Here is an example how I teach my dogs to sit and stay. Start with the dog on a short slip lead and walking by your side at a nice relaxed controlled pace. When you are ready come to a stop, with the dog on the lead it too will stop. Making eye contact with the dog and in a firm (not angry) voice say the command ‘sit’ whilst at the same time raising your arm slightly and showing him the palm of your hand. once he sits praise your dog then start to walk on after a few more metres repeat the process. As your dog progresses you will be able to loosen the lead more and more until a lead is no longer needed.

For the stay command, walk as if your training to sit and have him on a lead. Walk a few meters get the dog to sit, let go of the lead and again in a firm voice say the command ‘stay’ also using you hand signal. Walk a few metres, stop and then walk back to him when you get there praise like mad! Each time you do this increase your distance and even walk in a large circle around him.
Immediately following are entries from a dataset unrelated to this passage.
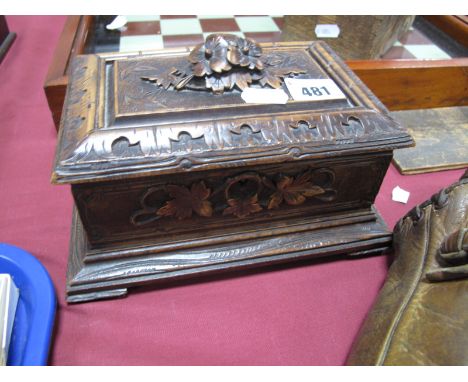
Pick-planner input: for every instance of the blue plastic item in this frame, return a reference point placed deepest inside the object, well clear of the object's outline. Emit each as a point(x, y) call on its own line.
point(35, 312)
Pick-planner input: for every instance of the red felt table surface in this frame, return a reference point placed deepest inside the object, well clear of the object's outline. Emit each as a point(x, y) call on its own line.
point(306, 314)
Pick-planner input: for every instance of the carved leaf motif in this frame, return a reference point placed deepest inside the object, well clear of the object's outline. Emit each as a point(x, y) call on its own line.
point(186, 201)
point(294, 191)
point(242, 207)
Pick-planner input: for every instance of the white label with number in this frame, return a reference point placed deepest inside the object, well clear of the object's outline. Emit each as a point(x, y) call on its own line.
point(313, 89)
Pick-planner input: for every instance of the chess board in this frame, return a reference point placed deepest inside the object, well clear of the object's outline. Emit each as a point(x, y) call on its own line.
point(158, 32)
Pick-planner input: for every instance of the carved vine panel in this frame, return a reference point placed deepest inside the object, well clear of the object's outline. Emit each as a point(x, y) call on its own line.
point(240, 196)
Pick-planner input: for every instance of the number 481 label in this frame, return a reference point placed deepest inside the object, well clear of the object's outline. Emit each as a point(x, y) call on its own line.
point(313, 90)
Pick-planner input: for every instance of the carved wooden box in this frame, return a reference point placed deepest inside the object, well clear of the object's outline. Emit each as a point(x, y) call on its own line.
point(173, 174)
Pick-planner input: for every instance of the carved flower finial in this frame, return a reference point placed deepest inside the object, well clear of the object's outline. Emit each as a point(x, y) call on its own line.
point(225, 61)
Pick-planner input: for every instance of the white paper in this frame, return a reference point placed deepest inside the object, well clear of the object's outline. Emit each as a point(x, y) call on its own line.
point(118, 23)
point(327, 31)
point(8, 301)
point(264, 96)
point(400, 195)
point(307, 89)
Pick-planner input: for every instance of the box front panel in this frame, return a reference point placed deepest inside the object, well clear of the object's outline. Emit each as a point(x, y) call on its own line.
point(203, 204)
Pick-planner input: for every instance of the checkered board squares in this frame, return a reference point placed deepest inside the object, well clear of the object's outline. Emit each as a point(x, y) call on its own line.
point(158, 32)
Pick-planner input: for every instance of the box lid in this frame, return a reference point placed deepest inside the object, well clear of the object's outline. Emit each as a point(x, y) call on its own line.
point(169, 111)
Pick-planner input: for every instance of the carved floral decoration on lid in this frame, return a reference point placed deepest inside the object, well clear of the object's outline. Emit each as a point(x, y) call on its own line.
point(222, 62)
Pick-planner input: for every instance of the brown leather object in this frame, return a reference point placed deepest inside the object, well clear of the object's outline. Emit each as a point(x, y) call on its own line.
point(421, 314)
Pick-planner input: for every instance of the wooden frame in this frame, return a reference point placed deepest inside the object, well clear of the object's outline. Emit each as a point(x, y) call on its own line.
point(399, 84)
point(455, 26)
point(72, 43)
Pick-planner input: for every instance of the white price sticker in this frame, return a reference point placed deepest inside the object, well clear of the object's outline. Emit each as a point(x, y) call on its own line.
point(302, 89)
point(327, 31)
point(265, 96)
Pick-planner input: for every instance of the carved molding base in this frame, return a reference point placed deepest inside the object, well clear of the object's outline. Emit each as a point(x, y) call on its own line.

Unless you have a wonder dog he will fidget or try to follow you when he does it is very important to take him back to the exact place you told him to stay and then repeat the command.

Just remember that when training little steps at a time and big praise when they do well even if its not perfect!


Beginning training

Gundog training can seem an overwhelming task, but the secret is to break it down into small lessons, and only train when you are relaxed.

If you are training a gundog with the intention of working it in the field or to keep it happy (and gundogs do need some kind of work to stay happy) there are a number of things you can do to make your experience easier and more enjoyable.

When you begin to train your dog, I believe it is important to start without distractions. The logic behind this is simple – it is easier for the dog to learn when you have it’s undivided attention than when it is surrounded by interesting scents, other dogs, traffic and so on. Try teaching a child how to do a sum when the TV is on and showing an interesting program; you will be wasting your time.